Nijl | |
---|---|
|
|
Oorsprong | Afrika |
Mond | Middellandse Zee |
Basinlanden | Soedan, Burundi, Rwanda, Democratische Republiek Congo, Tanzania, Kenia, Oeganda, Ethiopië, Egypte |
Lengte | 6,695 kilometer (4,180 mijl) |
Bronhoogte | 1,134 meter (3,721 feet) |
vg. ontlading | 2,830 meter³/sec. ( |
Bekkengebied | 3.400.000 km² (1.312.740 mijl²) |
De Nijl is een van ’s werelds grote waterwegen, met een lengte van 4.180 mijl (6.695 kilometer) algemeen beschouwd als de langste rivier ter wereld en een van de meest cultureel significante natuurlijke formaties in de menselijke geschiedenis. De Nijl stroomt vanuit de afgelegen bronnen in de bergen van Ethiopië en Centraal-Afrika naar het noorden en mondt uit in de Middellandse Zee. Gedurende duizenden jaren is de Nijl elk seizoen overstroomd om de Egyptische bevolking te voorzien van levenskrachtige vruchtbare grond en irrigatie. Het afwateringsgebied van de Nijl beslaat ongeveer 10% van het oppervlak van Afrika.
Net als de rivieren de Tigris en de Eufraat in Mesopotamië in het huidige Irak, vormde de Nijl een gastvrije omgeving voor het ontstaan van een van de vroegste en meest dominante beschavingen in de geschiedenis. De rivier en zijn jaarlijkse overstromingen speelden een belangrijke rol in de oude Egyptische religie en kosmologie. Het grootste deel van de Egyptische bevolking sinds de oudheid en alle steden behalve die aan de kust liggen langs die delen van het Nijldal ten noorden van Aswan, en bijna alle culturele en historische plaatsen van het oude Egypte zijn langs de oevers te vinden.

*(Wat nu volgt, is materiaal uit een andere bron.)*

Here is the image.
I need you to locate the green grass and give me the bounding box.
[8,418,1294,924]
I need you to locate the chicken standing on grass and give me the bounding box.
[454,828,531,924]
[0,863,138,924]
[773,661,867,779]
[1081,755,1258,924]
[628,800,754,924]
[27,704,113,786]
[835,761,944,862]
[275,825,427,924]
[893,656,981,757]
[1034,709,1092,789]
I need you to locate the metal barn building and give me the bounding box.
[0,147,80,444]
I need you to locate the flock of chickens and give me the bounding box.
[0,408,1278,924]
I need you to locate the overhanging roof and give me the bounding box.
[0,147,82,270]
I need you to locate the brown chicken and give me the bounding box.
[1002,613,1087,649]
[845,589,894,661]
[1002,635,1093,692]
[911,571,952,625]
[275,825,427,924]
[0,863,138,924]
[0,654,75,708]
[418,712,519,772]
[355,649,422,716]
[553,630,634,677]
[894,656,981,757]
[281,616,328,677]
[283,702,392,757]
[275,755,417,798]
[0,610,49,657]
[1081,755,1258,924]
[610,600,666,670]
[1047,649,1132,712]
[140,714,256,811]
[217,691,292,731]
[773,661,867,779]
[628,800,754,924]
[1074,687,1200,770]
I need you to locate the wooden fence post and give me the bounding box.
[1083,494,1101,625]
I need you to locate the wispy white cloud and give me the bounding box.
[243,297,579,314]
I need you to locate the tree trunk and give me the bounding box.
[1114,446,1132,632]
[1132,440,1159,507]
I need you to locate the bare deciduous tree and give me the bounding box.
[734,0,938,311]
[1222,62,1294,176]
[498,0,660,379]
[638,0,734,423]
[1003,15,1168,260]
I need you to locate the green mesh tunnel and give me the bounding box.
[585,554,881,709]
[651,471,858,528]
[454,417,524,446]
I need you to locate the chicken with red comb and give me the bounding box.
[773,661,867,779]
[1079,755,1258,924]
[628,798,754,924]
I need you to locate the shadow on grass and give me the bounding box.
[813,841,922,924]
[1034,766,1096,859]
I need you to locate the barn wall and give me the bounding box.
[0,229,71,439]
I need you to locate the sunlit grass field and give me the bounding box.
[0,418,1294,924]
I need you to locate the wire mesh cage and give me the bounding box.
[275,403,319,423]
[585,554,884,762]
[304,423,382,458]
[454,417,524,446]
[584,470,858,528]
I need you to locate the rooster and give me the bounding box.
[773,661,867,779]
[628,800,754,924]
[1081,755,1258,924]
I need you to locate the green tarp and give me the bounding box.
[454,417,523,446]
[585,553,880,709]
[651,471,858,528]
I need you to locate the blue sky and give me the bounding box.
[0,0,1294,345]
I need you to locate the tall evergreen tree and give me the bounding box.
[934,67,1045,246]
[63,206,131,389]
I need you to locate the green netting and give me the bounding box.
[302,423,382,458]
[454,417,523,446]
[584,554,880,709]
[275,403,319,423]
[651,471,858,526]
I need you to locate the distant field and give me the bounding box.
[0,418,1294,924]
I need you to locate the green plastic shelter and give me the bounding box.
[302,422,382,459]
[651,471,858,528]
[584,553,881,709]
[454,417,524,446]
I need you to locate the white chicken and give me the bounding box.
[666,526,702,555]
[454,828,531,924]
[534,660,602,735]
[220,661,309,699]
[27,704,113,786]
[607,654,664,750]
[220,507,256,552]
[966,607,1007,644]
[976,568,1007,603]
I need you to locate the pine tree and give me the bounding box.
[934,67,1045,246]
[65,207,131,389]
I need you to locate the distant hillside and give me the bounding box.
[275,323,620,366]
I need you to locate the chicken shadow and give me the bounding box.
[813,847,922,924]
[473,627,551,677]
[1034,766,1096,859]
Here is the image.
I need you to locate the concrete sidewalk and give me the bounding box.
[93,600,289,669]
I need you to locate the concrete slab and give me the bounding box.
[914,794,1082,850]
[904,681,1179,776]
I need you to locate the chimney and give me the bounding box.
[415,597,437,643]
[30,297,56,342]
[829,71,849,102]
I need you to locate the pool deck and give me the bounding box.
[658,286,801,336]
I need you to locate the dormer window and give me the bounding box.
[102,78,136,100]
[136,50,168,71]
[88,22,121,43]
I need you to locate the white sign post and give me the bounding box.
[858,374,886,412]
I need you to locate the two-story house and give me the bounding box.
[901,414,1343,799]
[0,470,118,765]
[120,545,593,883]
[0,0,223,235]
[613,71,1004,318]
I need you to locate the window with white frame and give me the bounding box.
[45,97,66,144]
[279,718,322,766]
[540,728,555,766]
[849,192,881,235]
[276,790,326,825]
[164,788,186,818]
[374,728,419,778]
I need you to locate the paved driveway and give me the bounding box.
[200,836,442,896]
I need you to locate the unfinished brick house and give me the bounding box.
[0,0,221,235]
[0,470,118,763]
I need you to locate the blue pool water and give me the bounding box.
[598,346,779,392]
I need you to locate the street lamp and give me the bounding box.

In de moderne tijd staan de tien naties in het Nijlbekken voor misschien wel hun grootste uitdaging, nu zij worden geconfronteerd met een toenemende vraag naar water, economische mogelijkheden en hydro-elektrische energie. Onder druk van hun groeiende bevolking en waterbehoeften en de verwachte daling van de watertoevoer als gevolg van klimaatverandering, hebben alle tien landen in het Nijlbekken zich verenigd in een overeenkomst uit 1999 “om duurzame sociaaleconomische ontwikkeling te bereiken door het rechtvaardige gebruik van, en het voordeel uit, de gemeenschappelijke watervoorraden in het Nijlbekken.”
Het vermogen om nationale grenzen te overstijgen ten behoeve van het grotere doel is een noodzakelijke stap, niet alleen in de zorg voor en het onderhoud van de Nijl en zijn volkeren, maar ook in het behoud en rentmeesterschap van de natuurlijke hulpbronnen van de aarde in het licht van ongekende sociale en milieu-uitdagingen in de eenentwintigste eeuw.
De Nijl en zijn geografie
Het woord “Nijl” komt van het Griekse woord Neilos, dat rivierdal betekent. In de oude Egyptische taal wordt de Nijl iteru genoemd, wat “grote rivier” betekent, weergegeven door de hiërogliefen hiernaast.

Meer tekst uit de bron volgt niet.